Mythbusters have some bad news for drivers keeping breath mints in their glove box for that special occasion when they’re invited to speak into the machine. Drinking and driving is bad enough, but if you think you can beat a breath test, you’re even more of a bloody idiot.
High profile enforcement is an important component of laws designed to reduce the harms from drinking and driving. Breath alcohol testing gives police a quick and relatively non-invasive way of detecting whether people are driving under the influence of alcohol. Yet, almost immediately since their introduction, people have claimed to be able to defeat such tests.
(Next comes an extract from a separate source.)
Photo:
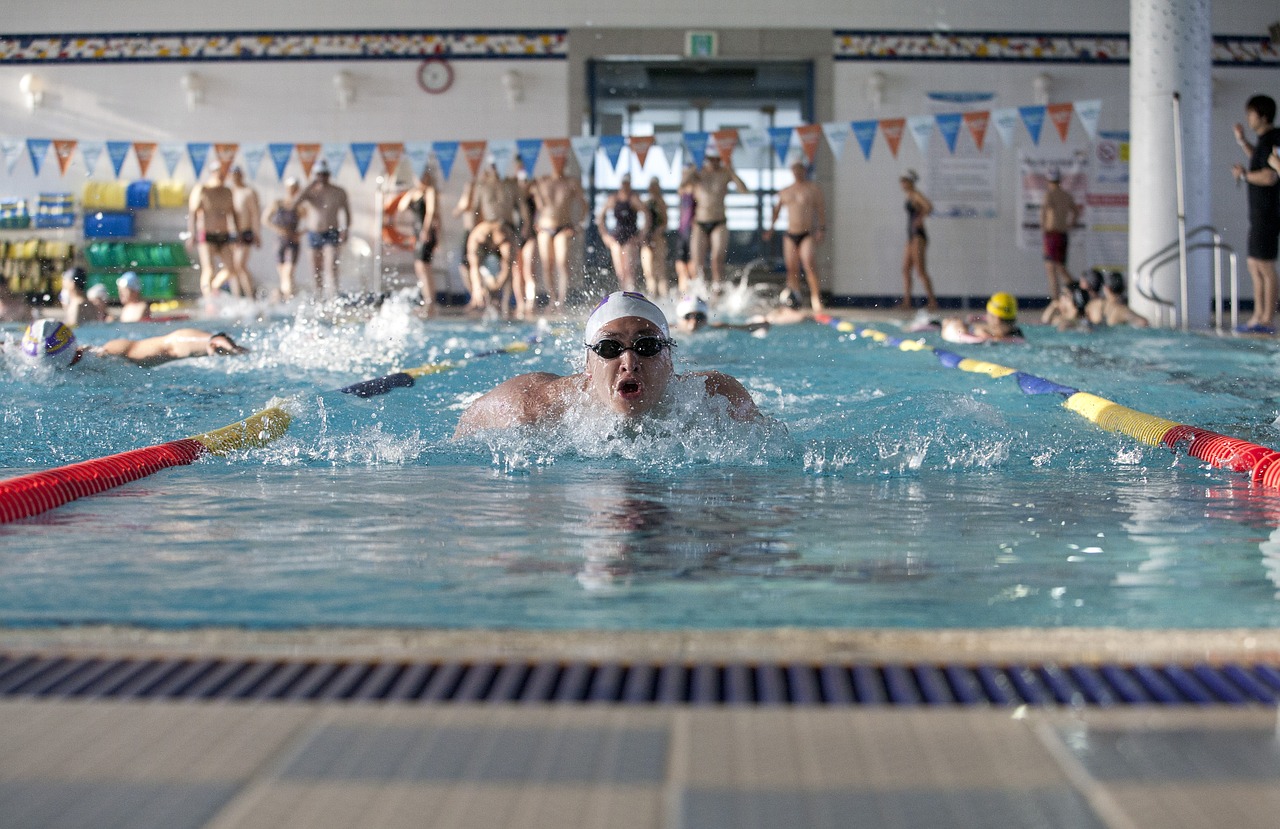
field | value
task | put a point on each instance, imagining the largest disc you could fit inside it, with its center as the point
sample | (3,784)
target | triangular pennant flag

In one of the more unusual cases, an Alberta, US, courtroom heard how a 28-year-old man, who was stopped on suspicion of driving while under the influence, ate his underpants in the belief they would soak up the excess alcohol in his system. Arresting officer Constable Bill Robinson says he heard “some ripping and tearing” from the back of his vehicle.
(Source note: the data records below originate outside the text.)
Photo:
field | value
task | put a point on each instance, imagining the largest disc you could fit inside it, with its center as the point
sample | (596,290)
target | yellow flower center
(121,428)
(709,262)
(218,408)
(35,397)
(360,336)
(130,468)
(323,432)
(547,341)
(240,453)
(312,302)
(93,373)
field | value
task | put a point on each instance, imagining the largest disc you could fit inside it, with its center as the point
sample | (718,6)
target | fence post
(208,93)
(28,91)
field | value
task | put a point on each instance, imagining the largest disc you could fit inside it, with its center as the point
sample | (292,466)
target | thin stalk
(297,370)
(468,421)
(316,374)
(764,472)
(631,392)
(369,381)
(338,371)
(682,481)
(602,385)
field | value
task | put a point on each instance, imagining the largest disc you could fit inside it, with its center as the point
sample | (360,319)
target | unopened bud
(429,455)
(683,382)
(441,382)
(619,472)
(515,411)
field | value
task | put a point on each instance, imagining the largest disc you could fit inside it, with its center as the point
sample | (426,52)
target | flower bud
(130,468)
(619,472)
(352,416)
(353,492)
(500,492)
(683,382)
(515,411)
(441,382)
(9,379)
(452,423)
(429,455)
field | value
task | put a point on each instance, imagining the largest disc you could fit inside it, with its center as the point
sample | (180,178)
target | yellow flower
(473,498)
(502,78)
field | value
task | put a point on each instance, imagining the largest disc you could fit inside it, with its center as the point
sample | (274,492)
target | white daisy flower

“I looked in the back and he was tearing pieces of the crotch of his underwear out and stuffing them in his mouth,” he testified.
The accused was eventually acquitted because he had passed the breath test, but we doubt eating his undies was a contributing factor.
In Ontario, Canada, a 59-year-old suspected drunk driver tried to foil a police breathalyser by even more bizarre means – stuffing his mouth full of faeces. He had been taken to the police station for testing, where he grabbed a handful of his own waste “and placed it in his mouth, attempting to trick the breathalyser machine”, according to Sergeant James Buchanan of the South Simcoe Police. It didn’t work. The machine registered two readings of more than twice the legal blood alcohol limit, and the man was charged with drunk driving. In 2003, our friends at Discovery Channel’s Mythbusters tested various commonly suggested ways to defeat a breathalyser, including eating breath mints, sucking on a penny, eating an onion and drinking mouthwash. None were found effective.
Underlying many spurious claims is a lack of understanding about how testing devices work. Although breath mints might mask the odour of alcohol on the breath, they do nothing to affect blood alcohol concentration (BAC), the only thing that really matters. Alcohol shows up in the breath because it is absorbed into the bloodstream rather than being digested. As blood flows through the lungs, some of the alcohol moves from the lungs’ alveoli into the air. The amount is directly related to BAC and can be measured accurately during exhalation.
Three main types of breath testing devices are in use – those that detect alcohol by a chemical reaction producing a colour change, those relying on a chemical reaction in a fuel cell and those using infrared spectroscopy.
Interestingly, substances that may have a theoretical basis for reducing breath alcohol concentration were not tested in the Discovery Channel episode. These include a bag of activated charcoal concealed in the mouth, an oxidising gas to fool a fuel cell type detector or an organic interferent to fool an infrared absorption detector.
However, none are likely to be practical, let alone guaranteed to work.
“I’m not sure that activated charcoal would remove much of the alcohol from a person’s breath,” says Dr Richardson of the University of Saskatchewan’s Department of Pharmacology. “You would have to be blowing into the breathalyser through a mouthful of activated charcoal. The authorities wouldn’t allow this. They don’t even allow you to chew gum during these tests.”
Failure to fool a breathalyser doesn’t mean that testing devices are always 100 percent accurate. Small false positives have been recorded immediately after the consumption of various foods and soft drinks, and after the use of mouthwash.
Breathing patterns also have an effect. According to Michael Hlastala, Professor of Physiology and Biophysics and of Medicine at the University of Washington, “The most overlooked error in breath testing for alcohol is the pattern of breathing.”
He says that alcohol concentration in the first part of a breath is much lower than the equivalent BAC, whereas that in the last part of a breath is much higher.
In real life, false positives are rare. A recent New Zealand study of paired blood and breath alcohol concentrations in over 11,000 drivers found a false positive rate of only 0.14 percent.
In light of the available evidence, we conclude there is no reliable and practical way of defeating a breath alcohol test.
But getting arrested is not the biggest risk of driving intoxicated – it’s getting killed or killing someone else. The best way to beat a breathalyser? Don’t drink and drive.